Enseignant d’histoire-géo dans un lycée à Adrar, Abdenabi était hier au rendez-vous d’El Mouradia. Très déçu par l’attitude des policiers, Abdenabi nous a déclaré qu’il est enseignant contractuel depuis 3 ans et qu’il n’a pas perçu son salaire depuis 18 mois. «Pour la seule wilaya d’Adrar, nous sommes 713 enseignants contractuels dans le secondaire à vivre le calvaire», a tenu à préciser notre interlocuteur. Même sentiment de révolte chez Mustapha, enseignant de langue française dans une école primaire à Gouraya (Tipasa) et son collègue Yacine rencontrés sur le lieu de la protesta. «Je suis licencié en droit, j’enseigne la langue française depuis 8 ans à l’école primaire. En ma qualité d’enseignant contractuel, je perçois un salaire mensuel de 15 000 DA. Pis, il faut attendre parfois 6 mois pour qu’on nous verse nos salaires. Il convient de signaler que nous ne percevons pas les salaires du mois d’août», nous a expliqué Yacine. Ces exemples se comptent par milliers, puisque le nombre d’enseignants contractuels est de
40 000. «Cela représente 10% du corps enseignant», a souligné un membre du Conseil des lycées d’Algérie (CLA) venu exprimer sa solidarité agissante avec les grévistes de la faim. «Après 23 jours de grève de la faim, les enseignants n’ont reçu aucune réponse de la part du ministère de l’Education nationale», a regretté le représentant du CLA, avant d’expliquer que la situation exige l’ouverture d’un dialogue pour éviter les dérapages. A cet effet, la chargée de communication du CNEC, Meriem Marouf, a déposé une lettre au niveau du bureau d’ordre de la Présidence et une copie au ministère de l’Education. Dans leur missive, les enseignants contractuels ont appelé les autorités à ouvrir un dialogue pour éviter la catastrophe. Par ailleurs, les enseignants contractuels ont exprimé leur détermination à continuer le combat jusqu’à satisfaction de leurs revendications. Une réunion des grévistes de la faim et des membres des bureaux de wilaya du CNEC est prévue pour samedi prochain à Alger.
Au menu, l’élaboration d’une stratégie de protestation pour les mois prochains. «Nous lançons un appel à toutes les organisations de la société civile et aux partis politiques pour se déterminer vis-à-vis de notre mouvement», a déclaré M. Tchikou.

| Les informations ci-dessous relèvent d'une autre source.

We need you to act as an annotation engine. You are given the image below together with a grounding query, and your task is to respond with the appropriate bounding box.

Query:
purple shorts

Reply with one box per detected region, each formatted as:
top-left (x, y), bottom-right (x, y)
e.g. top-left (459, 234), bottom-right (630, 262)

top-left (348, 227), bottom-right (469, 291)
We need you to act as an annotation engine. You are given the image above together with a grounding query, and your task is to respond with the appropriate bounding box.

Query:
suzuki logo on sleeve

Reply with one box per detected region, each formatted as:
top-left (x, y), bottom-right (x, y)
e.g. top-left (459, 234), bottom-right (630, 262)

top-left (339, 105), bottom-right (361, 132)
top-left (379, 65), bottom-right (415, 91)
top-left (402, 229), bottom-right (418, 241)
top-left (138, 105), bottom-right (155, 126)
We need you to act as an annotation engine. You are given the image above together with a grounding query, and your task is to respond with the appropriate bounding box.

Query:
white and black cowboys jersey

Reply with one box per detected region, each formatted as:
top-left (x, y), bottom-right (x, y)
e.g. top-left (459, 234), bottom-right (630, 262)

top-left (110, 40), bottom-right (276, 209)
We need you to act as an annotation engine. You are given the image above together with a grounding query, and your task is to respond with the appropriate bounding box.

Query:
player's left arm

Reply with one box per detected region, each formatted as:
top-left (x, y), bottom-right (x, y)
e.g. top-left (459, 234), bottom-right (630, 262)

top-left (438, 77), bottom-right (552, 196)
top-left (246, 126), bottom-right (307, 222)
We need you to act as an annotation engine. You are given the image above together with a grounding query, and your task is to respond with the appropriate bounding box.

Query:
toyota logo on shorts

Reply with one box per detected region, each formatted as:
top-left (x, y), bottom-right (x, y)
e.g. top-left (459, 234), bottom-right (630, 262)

Pour sa part, le représentant du CLA a affirmé qu’une grève générale sera observée à la prochaine rentrée scolaire. «Si le ministère de l’Education nationale ne prend pas en charge les revendications des enseignants contractuels, qui consistent en premier lieu en leur titularisation, nous allons paralyser le secteur de l’éducation», a souligné le syndicaliste du CLA. Enfin, pour illustrer la situation d’un enseignant contractuel qui n’a pas perçu son salaire depuis trois ans, alors que ses élèves ont obtenu le bac, l’orateur a usé d’une belle expression : «Bac à crédit.»